Su intención original era desacreditar a Meng Qianqian, pero quién podría haber imaginado que Meng Qianqian tenía un respaldo tan poderoso —¡resultó ser la discípula personal de Yun Xiyao!

No, gracias a ellos, Meng Qianqian ahora se ha convertido en la discípula de puerta cerrada de Yun Xiyao, ¡con su estatus elevándose aún más!

Las damas observaban con gran interés; el drama de hoy fue verdaderamente absorbente, con un giro tras otro —¡realmente emocionante!

Esperen un momento, durante los últimos seis meses, los giros más sensacionales en la Ciudad Capital parecían involucrar a Meng Qianqian —incluso cuando no estaban relacionados con ella, siempre estaba presente.

Todas las miradas se dirigieron a Meng Qianqian, sus expresiones experimentando otro cambio más.

Meng Qianqian: «Esperen, ¿qué tipo de miradas son esas? Me están poniendo un poco incómoda…»

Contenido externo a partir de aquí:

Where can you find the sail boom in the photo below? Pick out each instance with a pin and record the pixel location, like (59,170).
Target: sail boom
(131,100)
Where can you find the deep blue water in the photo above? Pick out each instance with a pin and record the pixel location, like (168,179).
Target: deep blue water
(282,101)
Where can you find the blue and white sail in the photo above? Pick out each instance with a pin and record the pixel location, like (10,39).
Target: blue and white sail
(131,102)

El grupo secretamente resolvió que en todos los futuros banquetes, no invitarían a nadie más —solo invitarían a Meng Qianqian, ya que seguirla significaba un flujo interminable de drama.

—Joven Señora Lu, te malinterpretamos antes; realmente nos disculpamos.

La hija del Ministro de Ritos fue la primera en dar un paso adelante y disculparse con Meng Qianqian.

Por supuesto, la familia del Ministro de Ritos era conocida por ser hábil en navegar por los círculos sociales, siempre elegante y recursiva.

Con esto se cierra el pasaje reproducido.